Page 7 魔法は意味不明

 ここまで書いたページを読んでみた。悪くはないが良くもない。というか、こういう書き方でいいのか方向性が違う気がしてきた。だからリリスに相談したんだけど、「あのさ」とノート片手に振り向いただけで「ダメだって!」と拒絶反応がすごい。


 誰も読んでくれと言っているわけじゃないのに。

 よほど厳格な決まりなんだろうか。ちらっとも見ちゃダメ?

 そうなると追い詰めるのは申し訳ない。


 でも、本当にこれでいいのかは不安だ。こういうときに、誰か話をきける友達でもいればいいのに。何をどう相談するかはべつにしてもさ。あいにく中学卒業と同時に俺は周りとは縁を切ってしまったので、いまさら誰にどう連絡を入れたらいいのかも、わからないんだ。


 ネットで調べるわけにもいかないし。「魔女の最終試験に提出する記録の書き方」なんて検索して出てくるもんが役に立つはずない。そんなことをする前に、なんでもいいからさっさと文字を書いたほうが賢明だ。


 なんてったってあと六日しかない。その六日で仕上げないといけないし、残り全部の日にちをこれに費やすのも嫌だった。それに明日はテニス合宿から妹が帰って来る。騒がしくなりそうだから、集中できるいまのうちに、かなりのページは埋めておきたい。


 妹が帰ってきても、リリスの姿は俺以外誰にも見えない。声も聞こえないし、不思議なことなんだが、彼女がたてる足音やなにかまで、すべて何も聞こえないとくる。もっというなら、食べたものだって食べたことにならないというから驚きだ。


 よくわからない。ほんとにこの仕組みが謎過ぎて考えるだけ気狂いするレベルだ。だって俺の目の前でリリスがアイスを食ってるだろ。現に今、ベッドに寄りかかり、扇風機あびながらソーダのアイスを食べてるんだが、このアイスは数が減るかというとそうじゃないというんだ。


 意味不明だ。いや、お前、いま食ってんじゃん。わからん。本当に。

 魔法ってやつはどうなってるんだ。不気味でしかない。

 それとも、リリスは嘘をついていて、俺はすっかり騙されてるんだろうか。


 これまでの約一週間。リリスと二人でこのうちにいて、たいして外出もしていない。だから、他人から見てどうなのか、あまり意識してこなかった。妹が帰ってきたら、この魔法の影響力をひしひしと感じることになるのかも。

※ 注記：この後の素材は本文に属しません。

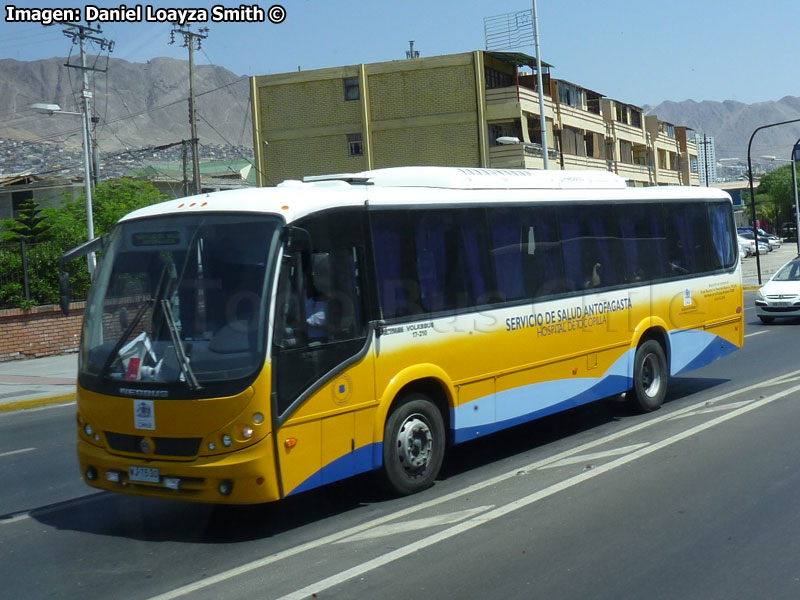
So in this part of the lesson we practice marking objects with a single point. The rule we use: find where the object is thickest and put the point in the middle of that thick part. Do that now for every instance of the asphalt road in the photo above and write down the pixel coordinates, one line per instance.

 それとも。これは怖い想像だけど、いままでのことがすべて俺の夢の中の出来事ってことはあるか? 長い夢を見てるんだって。リリスが部屋に現れた、あの瞬間から夢が始まっているのか、それとも、八月二日の朝、俺は目覚めることなく今もベッドで眠っているのかもしれない。

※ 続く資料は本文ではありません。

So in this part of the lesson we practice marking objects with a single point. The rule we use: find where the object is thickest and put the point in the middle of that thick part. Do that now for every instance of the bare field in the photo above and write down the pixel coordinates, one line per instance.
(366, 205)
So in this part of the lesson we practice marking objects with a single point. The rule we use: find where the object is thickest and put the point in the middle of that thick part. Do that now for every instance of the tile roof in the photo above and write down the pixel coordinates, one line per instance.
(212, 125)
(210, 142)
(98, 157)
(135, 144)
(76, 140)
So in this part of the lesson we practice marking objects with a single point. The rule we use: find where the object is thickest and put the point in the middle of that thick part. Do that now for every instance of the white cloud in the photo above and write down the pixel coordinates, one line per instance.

 こっちのほうが現実的に思える。きっと、そうなのかもしれない。まぁ、俺の夢の中にしちゃ、いやに苦労させられていて疲労感がありすぎるけど。


 もし、これが現実だとしても。こっちでの研修期間が終わり、リリスが国へ帰って。そうして記憶が消されて。で、二週間前に目が覚めて。まだ八月二日で。「ああ、全部夢だったか」とか「なんだか長い夢を見た気がするけど覚えてないな」とか。


 そういう展開のほうが、なんだか納得できる。でもリリスがいうには「時の流れ」をなかったことには出来ないそうだ。いくら魔法が使えても。どれだけ偉大な魔法使いでも叶えられない願いなのだと。


 だから、俺は記憶を消されて、偽りの記憶でもって塗り替えられ、リリスとの二週間は、すべてなかったことになる。この仕組みについては何度も確認したけど、どうにも納得ができない。まぁ、すべて忘れるんだから、細かいことを気にしなくてもいいんだろうけど。